I am amazed at the variety of the perceptions. Interesting, is it not, that we have such diverse interpretations?
A. Frank says
Bonsai are not “Stunted.” They are highly cultivated pain-stakenly cared for trees that out live their earth bound siblings because of their exceptional health. The root systems are pruned to created significant fine branching which greatly increases the ratio of root/soil and is largely responsible for the longevity of these trees. Ignored, they are known to push themselves out of a pot, or grow roots through it’s drain holes into earth below and thus ‘escape’ the pot. However, they retain the phenological ability to do this, unlike stunted children who, when rescued from their neglect never achieve normal stature.
Interesting to see the parallels drawn here and, after a bit of thought, I find I agree. I particularly liked Megyn’s point and can see where Bonsai might represent moderacy and compromise when viewed in that cntext. It’s good to see an interest that takes so much time and practice offering some inspirational insight.
Nice topic and nice site!
The only way for this to happen is for all the roots to share and compromise.
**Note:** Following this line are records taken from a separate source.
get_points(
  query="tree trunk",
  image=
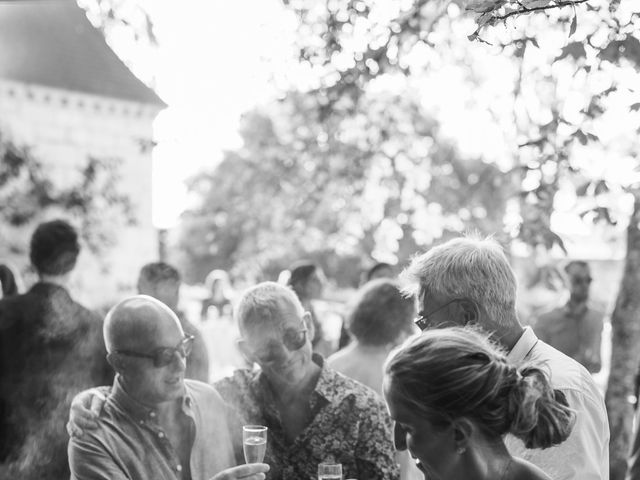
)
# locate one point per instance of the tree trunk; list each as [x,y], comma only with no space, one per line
[625,351]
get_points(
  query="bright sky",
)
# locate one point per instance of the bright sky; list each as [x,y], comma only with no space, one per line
[215,60]
[218,59]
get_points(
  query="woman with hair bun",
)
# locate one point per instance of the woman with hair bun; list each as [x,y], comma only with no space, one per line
[453,397]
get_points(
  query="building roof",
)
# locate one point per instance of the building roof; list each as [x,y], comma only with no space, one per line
[52,43]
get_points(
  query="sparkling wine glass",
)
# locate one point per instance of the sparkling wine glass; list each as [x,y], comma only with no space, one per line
[330,471]
[254,443]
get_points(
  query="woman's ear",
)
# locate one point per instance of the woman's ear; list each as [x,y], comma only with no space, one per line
[308,323]
[462,431]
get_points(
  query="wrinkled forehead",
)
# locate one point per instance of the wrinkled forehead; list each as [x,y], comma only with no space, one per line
[270,320]
[144,326]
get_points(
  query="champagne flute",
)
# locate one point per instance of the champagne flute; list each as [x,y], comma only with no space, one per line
[254,443]
[330,471]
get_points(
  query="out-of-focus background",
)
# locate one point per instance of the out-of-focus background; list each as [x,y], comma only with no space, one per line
[243,136]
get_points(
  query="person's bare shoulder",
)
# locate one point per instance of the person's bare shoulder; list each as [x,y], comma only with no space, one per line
[523,470]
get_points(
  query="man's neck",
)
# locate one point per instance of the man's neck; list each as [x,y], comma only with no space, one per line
[510,336]
[168,412]
[575,303]
[299,391]
[60,280]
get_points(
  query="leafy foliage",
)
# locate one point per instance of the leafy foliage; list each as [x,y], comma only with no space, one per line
[381,182]
[27,193]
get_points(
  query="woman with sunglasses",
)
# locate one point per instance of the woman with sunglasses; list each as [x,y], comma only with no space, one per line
[453,396]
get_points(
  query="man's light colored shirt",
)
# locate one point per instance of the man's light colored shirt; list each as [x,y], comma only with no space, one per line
[585,454]
[129,444]
[576,330]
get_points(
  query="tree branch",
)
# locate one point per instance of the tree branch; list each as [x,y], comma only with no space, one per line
[536,9]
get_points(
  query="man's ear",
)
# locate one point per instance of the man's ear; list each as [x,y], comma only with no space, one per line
[462,431]
[244,350]
[308,323]
[117,363]
[469,312]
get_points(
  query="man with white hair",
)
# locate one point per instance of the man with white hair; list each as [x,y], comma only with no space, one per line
[313,412]
[469,281]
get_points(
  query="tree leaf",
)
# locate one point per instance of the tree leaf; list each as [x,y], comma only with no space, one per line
[574,25]
[582,190]
[601,187]
[580,135]
[574,50]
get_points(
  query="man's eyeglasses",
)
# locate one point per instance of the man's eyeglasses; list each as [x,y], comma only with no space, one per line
[292,340]
[423,322]
[164,356]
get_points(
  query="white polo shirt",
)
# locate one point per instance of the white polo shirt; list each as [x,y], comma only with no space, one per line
[585,454]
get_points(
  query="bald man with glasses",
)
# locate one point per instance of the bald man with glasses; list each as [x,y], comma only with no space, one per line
[313,413]
[155,424]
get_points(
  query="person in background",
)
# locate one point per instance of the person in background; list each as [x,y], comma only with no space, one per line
[381,319]
[307,280]
[220,300]
[575,328]
[469,280]
[9,281]
[154,423]
[453,396]
[50,348]
[162,281]
[379,270]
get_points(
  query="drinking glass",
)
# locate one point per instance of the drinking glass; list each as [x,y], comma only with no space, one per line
[330,471]
[254,443]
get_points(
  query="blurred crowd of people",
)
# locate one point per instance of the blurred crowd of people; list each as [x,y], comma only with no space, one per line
[462,391]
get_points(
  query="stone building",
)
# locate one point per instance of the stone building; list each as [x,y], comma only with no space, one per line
[66,95]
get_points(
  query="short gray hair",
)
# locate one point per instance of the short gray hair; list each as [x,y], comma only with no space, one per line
[470,267]
[264,302]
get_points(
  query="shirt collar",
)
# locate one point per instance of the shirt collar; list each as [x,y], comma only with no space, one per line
[523,346]
[139,410]
[325,386]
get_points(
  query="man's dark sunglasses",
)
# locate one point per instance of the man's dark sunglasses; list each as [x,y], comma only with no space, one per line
[423,322]
[164,356]
[292,339]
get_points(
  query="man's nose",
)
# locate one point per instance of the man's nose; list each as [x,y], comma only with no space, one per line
[399,437]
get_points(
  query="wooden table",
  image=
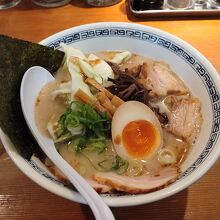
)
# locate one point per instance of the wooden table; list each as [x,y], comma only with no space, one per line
[20,198]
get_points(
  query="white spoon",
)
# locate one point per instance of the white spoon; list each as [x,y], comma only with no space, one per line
[33,81]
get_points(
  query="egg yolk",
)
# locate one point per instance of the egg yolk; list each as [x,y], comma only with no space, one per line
[139,138]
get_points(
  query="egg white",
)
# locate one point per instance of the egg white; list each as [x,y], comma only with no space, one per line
[126,113]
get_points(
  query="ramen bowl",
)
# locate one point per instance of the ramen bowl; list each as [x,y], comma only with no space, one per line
[190,65]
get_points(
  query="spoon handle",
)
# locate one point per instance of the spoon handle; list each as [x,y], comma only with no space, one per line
[100,209]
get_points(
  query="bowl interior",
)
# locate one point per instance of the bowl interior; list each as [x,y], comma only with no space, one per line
[197,73]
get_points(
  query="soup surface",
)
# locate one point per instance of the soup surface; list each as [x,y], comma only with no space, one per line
[123,121]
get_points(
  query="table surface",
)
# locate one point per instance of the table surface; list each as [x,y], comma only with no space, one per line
[20,198]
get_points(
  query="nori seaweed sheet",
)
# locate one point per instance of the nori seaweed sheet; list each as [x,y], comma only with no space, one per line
[16,56]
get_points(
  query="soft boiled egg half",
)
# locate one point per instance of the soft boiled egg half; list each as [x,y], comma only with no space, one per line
[136,131]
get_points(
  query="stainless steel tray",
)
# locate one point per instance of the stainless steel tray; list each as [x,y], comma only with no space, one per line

Each root may not reach it’s full potential, but by doing so, it allows the other roots to coexist and strengthens the tree overall. Same goes for the branches.
An interesting view. I have been working with Bonsai for about 12 years now, and I’ve never heard this perspective.
Practicing this art takes years, and most of the plants used for it are not ones that would grow very large anyway. You could not take a regular pine tree seedling, for example, and stunt the growth into a 12-16″ size tree.
What the art can teach you (as it did for me) was about appreciating the plant world and patience. As I said, it takes many years for the “tree” to form, and therefore you must wait for the results. And while you are stunting the plant, Bonsai still produce flowers and fruit, and lose their leaves seasonally.
Good topic Joshua!
beginner in bonsai says
A great article. It shows that you enjoy. Thanks for sharing.
There is no bonsai if there is not a great love for nature. I started growing trees in my garden and now I want to do it in pots. Thanks for the ideas.